How-To: Use LiteLLM models#
db-ally comes with ready-to-use LLM implementation called LiteLLM
that uses the litellm package under the hood, providing access to all major LLM APIs such as OpenAI, Anthropic, VertexAI, Hugging Face and more.
Basic Usage#
Install litellm extension.
Integrate db-ally with your LLM vendor.
import os
from dbally.llms.litellm import LiteLLM
## set ENV variables
os.environ["AZURE_API_KEY"] = "your-api-key"
os.environ["AZURE_API_BASE"] = "your-api-base-url"
os.environ["AZURE_API_VERSION"] = "your-api-version"
# optional
os.environ["AZURE_AD_TOKEN"] = ""
os.environ["AZURE_API_TYPE"] = ""
llm = LiteLLM(model_name="azure/<your_deployment_name>")
Use LLM in your collection.
my_collection = dbally.create_collection("my_collection", llm)

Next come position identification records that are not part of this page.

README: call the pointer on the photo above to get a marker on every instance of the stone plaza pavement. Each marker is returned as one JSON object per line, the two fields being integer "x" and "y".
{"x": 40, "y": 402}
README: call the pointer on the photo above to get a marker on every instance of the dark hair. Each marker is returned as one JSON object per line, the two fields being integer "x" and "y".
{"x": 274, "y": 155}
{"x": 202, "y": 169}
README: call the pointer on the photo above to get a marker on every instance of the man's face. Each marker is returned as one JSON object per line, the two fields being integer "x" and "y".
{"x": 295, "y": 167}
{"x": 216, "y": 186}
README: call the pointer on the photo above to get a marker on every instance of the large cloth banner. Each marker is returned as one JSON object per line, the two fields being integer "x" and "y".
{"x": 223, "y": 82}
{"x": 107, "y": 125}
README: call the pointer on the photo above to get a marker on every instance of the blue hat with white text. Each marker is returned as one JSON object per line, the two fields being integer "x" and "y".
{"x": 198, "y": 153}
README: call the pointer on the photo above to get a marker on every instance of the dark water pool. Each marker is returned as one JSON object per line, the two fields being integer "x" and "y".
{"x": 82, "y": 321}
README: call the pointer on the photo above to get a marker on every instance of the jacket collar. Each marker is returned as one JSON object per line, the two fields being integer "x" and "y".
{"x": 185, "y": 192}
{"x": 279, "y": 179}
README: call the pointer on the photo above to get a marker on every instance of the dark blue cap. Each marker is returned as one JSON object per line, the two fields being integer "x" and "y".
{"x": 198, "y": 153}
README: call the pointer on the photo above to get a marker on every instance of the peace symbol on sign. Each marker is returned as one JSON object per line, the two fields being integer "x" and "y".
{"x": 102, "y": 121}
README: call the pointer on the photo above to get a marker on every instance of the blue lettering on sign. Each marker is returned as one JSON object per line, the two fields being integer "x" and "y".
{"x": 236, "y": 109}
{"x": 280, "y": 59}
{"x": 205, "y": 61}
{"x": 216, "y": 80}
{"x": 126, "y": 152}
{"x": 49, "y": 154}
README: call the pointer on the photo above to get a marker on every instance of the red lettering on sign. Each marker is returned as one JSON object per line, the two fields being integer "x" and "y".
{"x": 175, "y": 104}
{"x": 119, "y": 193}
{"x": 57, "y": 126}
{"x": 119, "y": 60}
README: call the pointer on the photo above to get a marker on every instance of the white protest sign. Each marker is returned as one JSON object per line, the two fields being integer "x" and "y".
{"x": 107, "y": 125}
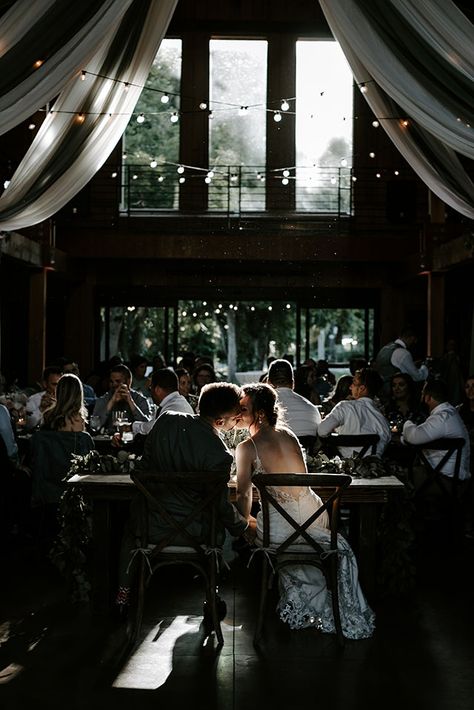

response = await my_collection.ask("Which LLM should I use?")
Advanced Usage#
For more advanced users, you may also want to parametrize your LLM using LiteLLMOptions
. Here is the list of availabe parameters:
-
frequency_penalty
: number or null (optional) - It is used to penalize new tokens based on their frequency in the text so far. -
max_tokens
: integer (optional) - The maximum number of tokens to generate in the chat completion. -
n
: integer or null (optional) - The number of chat completion choices to generate for each input message. -
presence_penalty
: number or null (optional) - It is used to penalize new tokens based on their existence in the text so far. -
seed
: integer or null (optional) - This feature is in Beta. If specified, our system will make a best effort to sample deterministically, such that repeated requests with the same seed and parameters should return the same result. Determinism is not guaranteed, and you should refer to the system_fingerprint response parameter to monitor changes in the backend. -
stop
: string/ array/ null (optional) - Up to 4 sequences where the API will stop generating further tokens. -
temperature
: number or null (optional) - The sampling temperature to be used, between 0 and 2. Higher values like 0.8 produce more random outputs, while lower values like 0.2 make outputs more focused and deterministic. -
top_p
: number or null (optional) - An alternative to sampling with temperature. It instructs the model to consider the results of the tokens with top_p probability. For example, 0.1 means only the tokens comprising the top 10% probability mass are considered.
import dbally
llm = MyLLM("my_model", LiteLLMOptions(temperature=0.5))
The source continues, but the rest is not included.